Dom Luciano se tornou bispo depois do Concílio, mas Dom Hélder e Dom Fragoso lideraram um grupo de mais de 40 bispos que, no dia 16 de novembro de 1965, se reuniu em Roma e assinou um compromisso de viver como pobres e ajudar a Igreja a se inserir no meio dos pobres como uma Igreja serva, pobre e missionária. Como a reunião foi nas Catacumbas de Domitila, esse documento se chamou “Pacto das Catacumbas”. Nesses dias, pastores e fiéis da Itália retomaram esse texto e o assinaram, como proposta a bispos, padres, religiosos/as e fieis que se guiem por esse caminho da simplicidade e comunhão com os mais empobrecidos.  No Brasil, três bispos eméritos, Dom Tomás Balduíno, Dom José Maria Pires e Dom Pedro Casaldáliga, escreveram uma carta aberta a todos os bispos brasileiros recordando os princípios fundamentais da renovação eclesial do Concílio Vaticano II: o caráter próprio e de Igreja de cada diocese, a responsabilidade de todos os bispos junto com o papa pela Igreja Universal e a necessidade da Igreja retomar o diálogo amoroso com a humanidade, que o papa João XXIII iniciou.  

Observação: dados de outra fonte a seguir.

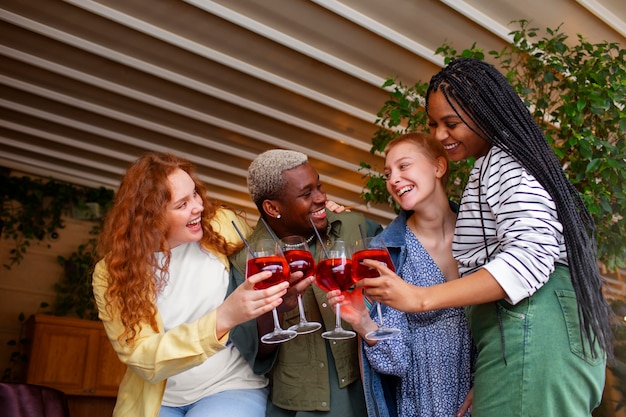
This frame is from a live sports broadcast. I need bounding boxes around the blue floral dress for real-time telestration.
[364,227,473,417]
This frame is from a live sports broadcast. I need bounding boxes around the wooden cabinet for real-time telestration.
[27,315,126,397]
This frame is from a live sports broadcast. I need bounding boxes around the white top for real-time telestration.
[157,243,267,406]
[452,146,567,304]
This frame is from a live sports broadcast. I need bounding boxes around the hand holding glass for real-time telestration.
[352,237,400,340]
[315,240,356,340]
[246,239,298,344]
[280,236,322,334]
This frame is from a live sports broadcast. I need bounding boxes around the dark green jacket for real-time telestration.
[224,211,382,416]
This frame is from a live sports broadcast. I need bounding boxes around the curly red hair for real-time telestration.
[98,152,242,343]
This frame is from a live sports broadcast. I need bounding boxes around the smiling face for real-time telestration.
[384,142,447,210]
[273,163,328,237]
[428,90,491,161]
[166,169,204,249]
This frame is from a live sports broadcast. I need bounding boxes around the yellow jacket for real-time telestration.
[92,210,251,417]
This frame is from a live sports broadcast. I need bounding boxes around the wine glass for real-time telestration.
[315,240,356,340]
[246,239,298,344]
[280,236,322,334]
[352,237,401,340]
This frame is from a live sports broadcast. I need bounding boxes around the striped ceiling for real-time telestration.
[0,0,626,224]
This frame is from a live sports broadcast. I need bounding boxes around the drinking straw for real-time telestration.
[359,223,365,243]
[231,220,256,258]
[261,217,283,255]
[309,217,330,259]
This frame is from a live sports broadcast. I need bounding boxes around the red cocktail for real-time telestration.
[315,258,354,292]
[246,255,289,290]
[284,249,315,285]
[352,248,395,282]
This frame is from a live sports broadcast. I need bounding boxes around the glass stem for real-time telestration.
[335,303,341,329]
[376,302,385,327]
[272,308,282,330]
[298,293,306,323]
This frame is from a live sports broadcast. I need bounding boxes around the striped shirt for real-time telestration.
[452,146,567,304]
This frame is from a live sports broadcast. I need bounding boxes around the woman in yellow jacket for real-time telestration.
[93,153,288,417]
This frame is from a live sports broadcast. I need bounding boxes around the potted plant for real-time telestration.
[361,20,626,417]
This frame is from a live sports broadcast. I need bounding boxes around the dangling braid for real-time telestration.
[426,58,613,360]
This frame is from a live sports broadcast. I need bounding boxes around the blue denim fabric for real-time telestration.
[158,388,269,417]
[359,211,411,417]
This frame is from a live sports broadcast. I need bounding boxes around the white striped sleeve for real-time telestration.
[453,147,567,304]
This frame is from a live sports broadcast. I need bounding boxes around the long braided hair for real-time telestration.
[426,58,613,359]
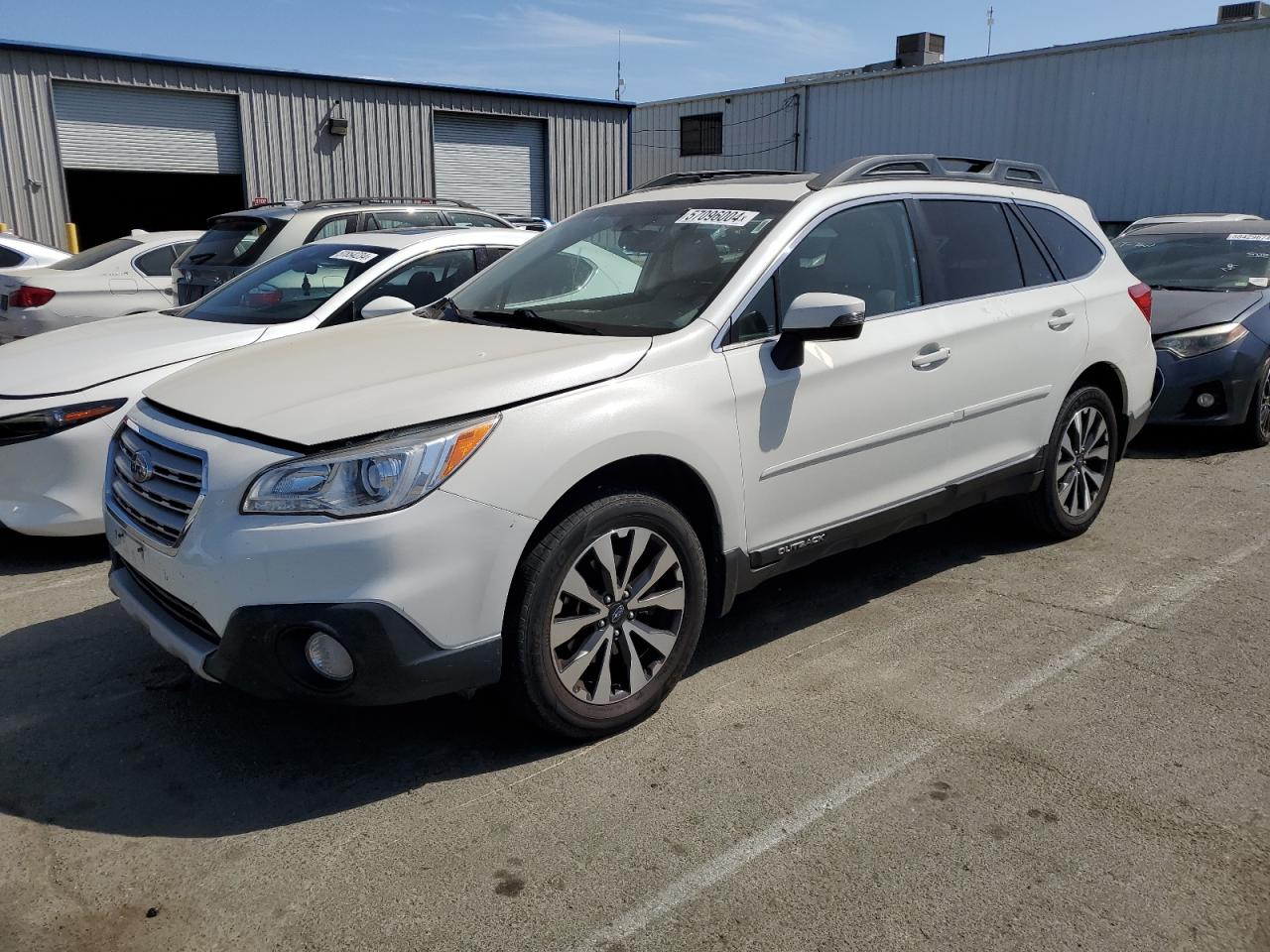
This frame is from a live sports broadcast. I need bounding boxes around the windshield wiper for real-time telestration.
[472,307,599,334]
[1151,285,1229,291]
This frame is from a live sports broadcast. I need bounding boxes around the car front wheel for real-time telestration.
[504,493,706,739]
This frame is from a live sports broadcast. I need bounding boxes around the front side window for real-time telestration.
[181,244,394,323]
[680,113,722,155]
[1112,232,1270,291]
[49,239,141,272]
[1019,204,1102,281]
[373,248,476,307]
[133,245,177,278]
[921,199,1024,300]
[182,214,281,268]
[449,212,507,228]
[433,199,791,336]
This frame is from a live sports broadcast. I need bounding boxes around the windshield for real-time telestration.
[181,214,281,268]
[442,199,791,336]
[50,239,141,272]
[179,244,394,323]
[1112,231,1270,291]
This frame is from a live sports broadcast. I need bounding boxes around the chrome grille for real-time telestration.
[107,422,207,549]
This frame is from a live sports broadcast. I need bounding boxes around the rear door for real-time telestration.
[917,196,1088,480]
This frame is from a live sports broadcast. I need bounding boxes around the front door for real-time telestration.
[724,200,952,553]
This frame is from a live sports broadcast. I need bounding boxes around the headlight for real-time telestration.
[0,399,128,447]
[242,416,499,518]
[1156,323,1248,357]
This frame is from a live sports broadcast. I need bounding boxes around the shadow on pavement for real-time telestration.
[1126,426,1255,459]
[0,508,1029,837]
[0,526,109,576]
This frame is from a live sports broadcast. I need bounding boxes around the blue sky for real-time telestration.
[0,0,1218,101]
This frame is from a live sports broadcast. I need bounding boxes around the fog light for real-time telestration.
[305,631,353,680]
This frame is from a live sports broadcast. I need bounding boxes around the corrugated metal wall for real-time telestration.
[632,20,1270,221]
[0,49,629,244]
[631,86,799,185]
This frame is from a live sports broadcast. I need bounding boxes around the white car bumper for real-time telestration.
[107,405,535,703]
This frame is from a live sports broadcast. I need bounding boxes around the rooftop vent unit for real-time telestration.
[895,32,950,68]
[1216,4,1270,23]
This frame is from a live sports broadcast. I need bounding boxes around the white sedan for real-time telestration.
[0,230,203,340]
[0,231,69,274]
[0,228,535,536]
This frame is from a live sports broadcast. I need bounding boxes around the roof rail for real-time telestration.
[808,154,1058,191]
[631,169,807,191]
[292,196,476,208]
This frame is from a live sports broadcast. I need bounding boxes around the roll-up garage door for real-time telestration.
[432,112,548,214]
[54,82,242,174]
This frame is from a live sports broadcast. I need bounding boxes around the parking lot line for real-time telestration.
[0,567,105,602]
[575,534,1270,952]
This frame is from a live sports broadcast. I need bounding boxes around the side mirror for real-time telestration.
[772,292,865,371]
[362,295,417,317]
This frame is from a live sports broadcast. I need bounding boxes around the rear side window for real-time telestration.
[183,214,278,267]
[49,239,141,272]
[133,245,177,278]
[921,199,1024,300]
[1006,212,1054,287]
[309,214,357,241]
[1019,204,1102,281]
[449,212,507,228]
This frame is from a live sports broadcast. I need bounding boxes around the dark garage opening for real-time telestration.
[66,169,246,249]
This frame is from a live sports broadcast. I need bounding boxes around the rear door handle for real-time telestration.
[913,346,952,371]
[1045,307,1076,330]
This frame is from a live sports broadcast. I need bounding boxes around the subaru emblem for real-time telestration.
[128,449,155,482]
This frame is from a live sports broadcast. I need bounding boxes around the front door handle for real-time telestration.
[913,346,952,371]
[1045,307,1076,330]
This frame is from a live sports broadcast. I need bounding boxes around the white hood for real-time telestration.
[0,311,267,398]
[146,313,652,445]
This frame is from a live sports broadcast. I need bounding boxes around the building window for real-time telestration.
[680,113,722,155]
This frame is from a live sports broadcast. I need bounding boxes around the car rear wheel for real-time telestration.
[504,493,706,739]
[1243,361,1270,447]
[1025,387,1120,539]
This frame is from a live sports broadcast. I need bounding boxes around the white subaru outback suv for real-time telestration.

De fato, em 1965, os bispos assinaram o pacto das catacumbas para ajudar a Igreja a se converter e se transformar em uma Igreja pobre e servidora de todos. Mais tarde, na América Latina, a Teologia da Libertação nos ajudou a ir além disso. No nosso continente, como na África, a Igreja tem uma dívida histórica, já que chegou ao continente através dos conquistadores e, apesar da resistência de muitos missionários, foi conivente com a escravidão e corresponsável da perseguição e condenação às culturas indígenas e afrodescendentes. 

Então, é ótimo que, como pede o pacto das catacumbas, bispos e padres renunciem a todo sinal de pompa e poder e se tornem pobres com os pobres. Entretanto, é preciso ir além: precisamos estar junto dos pobres contra a pobreza injusta que não é do agrado de Deus e é responsável por muitas mortes e muitos sofrimentos na humanidade. Isso significa um passo que pastores como Dom Hélder Câmara e muitos bispos do seu tempo deram: superar preconceitos e dialogar com a parte da humanidade que procura a transformação social e tem fome e sede de justiça e de um mundo mais igualitário e livre. 

No passado, muitas vezes, a ideia de revolução esteve ligada com ódio, violência e luta armada. Hoje, precisamos resgatar a meta de uma revolução social e política baseada em valores humanos e em uma nova ética. Essa revolução radicaliza a democracia, toma a educação como tarefa prioritária para transformar o mundo e valoriza as culturas indígenas e negras. Na América Latina, essa é a proposta do novo bolivarianismo. Para quem é cristão, lembra o que escreveu Paulo aos romanos: “Não se conformem com esse mundo, mas o transformem pela renovação de suas mentes” (Rm 12, 1).


 Marcelo Barros , monge beneditino, teólogo e escritor. Tem 44 livros publicados.